Он очень устал, сегодняшний транс выжал из него соков больше, чем мог восстановить чудодейственный эликсир.
– Ты хочешь сказать: «Конечно, бросай свою работу». Я наперед знаю все, что ты скажешь. Я слышал это столько раз, что мог бы…
– А, черт возьми, значит, знаешь все наперед, – возбужденно перебил его Пит хриплым голосом. – Скотина! Ты же никогда не слушаешь, что тебе говорят. На что ты способен? Только порхать в небесах и приносить оттуда в клювике Слово Божье! А мы тут слушай разинув рты и слепо верь каждой глупости, которую ты царапаешь на бумажке, как какой-то… – Он судорожно замахал руками, и плечи его под синей хлопчатобумажной рубашкой заходили ходуном. – Подумай, сколько ты мог бы дать человечеству, если б не был такой лентяй!
– Что я мог бы дать?
– Ты мог бы решить все наши проблемы! – сверкнул на него глазами Пит. – Если там, куда ты отправляешься в трансе, – он ткнул большим пальцем в потолок, словно Ларс и в самом деле во время транса отправлялся именно туда, – можно узнать, как создать новое оружие… – Тебя нужно отдать ученым, чтобы изучали под микроскопом, отправить в Калифорнийскую лабораторию на исследования, а ты сидишь тут в своей конторе, как ведьма в пряничном домике, и занимаешься колдовством.
– Колдовством, говоришь? – спросил Ларс.
– Ладно, может, и не колдовством. Какая разница? Мой шурин тоже колдун, и я ничего не имею против. Мужчина чем хочет, тем и занимается, это правильно. – Пит уже почти кричал, и его, должно быть, слышали даже на улице. – Пока сохраняется чистота и целостность, он остается самим собой, он личность, а не то, что ему велят делать. А ты?
Теперь голос сник почти до шепота.
– Ты делаешь только то, что тебе приказывают. Говорят: ну-ка, набросай нам букетик эскизных проектов в трех проекциях! И ты делаешь!
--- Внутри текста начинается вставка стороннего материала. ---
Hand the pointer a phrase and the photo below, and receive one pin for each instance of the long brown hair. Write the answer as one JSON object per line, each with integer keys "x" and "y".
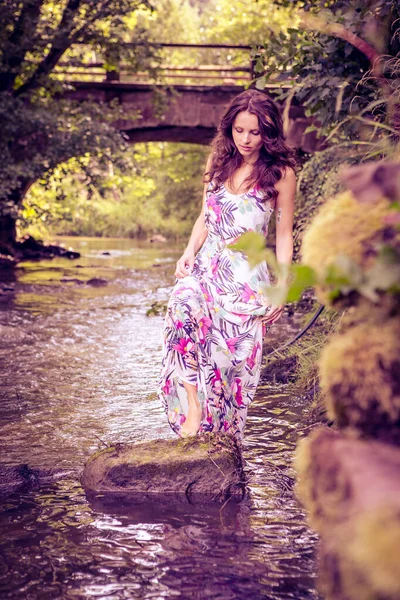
{"x": 275, "y": 155}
Он замолчал, потом хмыкнул, вытер испарину над верхней губой, сел на стул, протянул свои длинные руки и стал перебирать эскизы на столе Ларса.
– Это не то, что тебе надо. – Ларс придвинул бумаги к себе.
– Не то? А что же? По-моему, это чертежи.
Пит наклонился и, вытянув шею, стал разглядывать их внимательней.
– Это из Восточного блока, мисс Топчевой, – сказал Ларс.
Где-то там, в Булганинграде или Новой Москве, в Советском Союзе, в общем, существовало целых две проектно-инженерные фирмы – в тоталитарном обществе такое дублирование функций было типичным явлением. Существовал также и коллега Пита, в задачу которого входило продвижение подобных проектов от эскиза до готового изделия.